Washington, Feb 2 (EFE).- The US Treasury on Thursday adjusted sanctions on selling technology goods to Russia, including expanding exemptions for the Federal Security Service (FSB), the former KGB spy agency, the entity tasked with authorizing licenses for importing technology.
The move was designed to ensure that US businesses in Russia can get import permits granted by the FSB intelligence agency for assorted US technology products, and the Donald Trump administration hastened to deny reports of any “easing” of sanctions on Russia.
“I haven’t eased anything,” Trump said at a meeting with top executives of motorcycle manufacturer Harley-Davidson.
Last December, President Barack Obama’s administration completely prohibited US transactions with the FSB in retaliation for Russian interference in the Nov. 8 election, as reported by US intelligence agencies.
But White House press secretary Sean Spicer on Thursday downplayed the Treasury’s move saying “From what I understand, it’s a fairly common practice for the Treasury Department, after sanctions are in place, to go back and look at whether or not there needs to be specific carve-outs for different industries or products or services.”

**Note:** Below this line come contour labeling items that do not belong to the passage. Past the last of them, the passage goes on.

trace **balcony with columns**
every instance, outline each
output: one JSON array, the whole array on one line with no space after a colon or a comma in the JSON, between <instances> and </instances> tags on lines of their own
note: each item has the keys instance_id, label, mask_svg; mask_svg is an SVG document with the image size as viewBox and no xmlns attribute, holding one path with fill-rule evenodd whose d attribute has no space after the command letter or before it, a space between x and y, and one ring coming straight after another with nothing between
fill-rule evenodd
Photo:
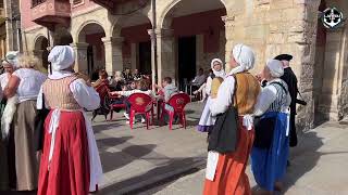
<instances>
[{"instance_id":1,"label":"balcony with columns","mask_svg":"<svg viewBox=\"0 0 348 195\"><path fill-rule=\"evenodd\" d=\"M32 18L35 23L52 29L57 24L69 26L70 0L32 0Z\"/></svg>"},{"instance_id":2,"label":"balcony with columns","mask_svg":"<svg viewBox=\"0 0 348 195\"><path fill-rule=\"evenodd\" d=\"M91 0L111 14L127 14L149 4L150 0ZM120 6L122 5L122 6Z\"/></svg>"}]
</instances>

The adjustment does not allow US firms to sell products to the FSB itself, but rather to other Russian companies and entities, as well as US firms and entities, but it is the FSB that authorizes such transactions inside Russia.
The announcement comes after Trump spoke with Russian president Vladimir Putin by phone on Saturday, a conversation touted as a first step toward improving bilateral relations between Washington and Moscow.
Despite having stated several times that he would consider withdrawing sanctions on Moscow if the Kremlin cooperates with Washington in various areas, Trump said last Friday at a joint press conference with visiting British Prime Minister Theresa May that the sanctions against Russia should continue.
The United States and the European Union initially imposed economic sanctions on Russia in 2014, and have increased them in phases, in response to Moscow’s annexation of Crimea and its support for pro-Russian separatists in eastern Ukraine in that country’s internal conflict.